鐘離:“不如我們將它供奉給璃月的【護國保民真君】神廟,作為神明聖物日夜封存,僅在逢年過節時刻才請出來供民眾觀瞻。”

好、好歹毒心腸的男子!

一旁的比鄰刀片聽著這個家夥三言兩語就想把自己送走,頓時嚇得毛都炸了……哦,它沒毛,所以是刀身上那用於掩人耳目的裝飾性裂紋都多出了兩道。

鐘離坦然地將目光投向被褪色者捏在指間的裂紋刀片,那看似平和隨意的目光裡,透著某種不容置疑的重量和警告。

——就算你是阿褪的佩刀,也不能這樣沒禮貌!

還好,最後褪色者到底還是憐憫這條小狗刀兩千多年沒見過外面的風景,又誕生了靈智,不忍心將它送到什麼神廟去關押起來。

不過她最後也還是好好地教育了比鄰一頓。

眾所周知,養狗不教育,就像狗養狗。

隻有平時在家教好了小狗,才不會在外面惹出不必要的麻煩。

比鄰是真的被嚇到了,連忙表示自己會乖巧生活的。畢竟它太久沒有待在主人身邊,天天待在礦洞底下跟著魔潮學壞,心都野了。

這次回家後被敲打一番,總算清醒過來。

事實上,鐘離對於這個處理結果也很滿意。

他早已習慣自己戀人身邊突然出沒一些牛鬼蛇神的家夥了,隻要這些手下敗將不打擾到他與阿褪的溫存,他也能夠忍受這些外人的存在。

更何況他根本目的也不是真的想要驅逐比鄰這把褪色者失而複得的愛刀,隻是想借此敲打一下罷了。

時至今日,看遍人間悲歡離合的魔神早已知曉一個最簡單的道理:真正愛一個人,並非要令其身邊獨剩自己一人,而是要讓自己變得無可替代,獨占其心。

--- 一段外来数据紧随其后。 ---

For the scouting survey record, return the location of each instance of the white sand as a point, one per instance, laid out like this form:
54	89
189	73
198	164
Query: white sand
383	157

沒錯,在很多小問題、小事上,鐘離都可以一笑置之,從容對待。唯獨在追求戀人這方面,他絕不會退縮拱手分毫!

——龍在這方面的占有欲,倘若說天下第二,恐怕都無人敢自稱第一。

至於怎麼“占有”這種事……嗯,反正回到家都快一周了,比鄰竟然就沒見過自家主人幾次面。反倒是那頭小骨龍毛毛很快跟它混成了難兄難弟。

這倆寶貝天天不是你騎著我飛,就是我載著你玩。

至於阿褪嘛,隻能說她這幾天就忙著跟親親各種玩耍和貼貼,兩個人再次過上了“從此君王不早朝”的快樂日子。

就很墮落.jpg

…………

……

遠方的風帶來了思念,伴隨著蒲公英香味的信件被信使送到了褪色者的手裡。

信是溫迪寫的。

雖然他完全可以用神力讓風來傳音,但既然選擇扮演凡人來塵世閒遊,就要遵守凡人的玩法規則。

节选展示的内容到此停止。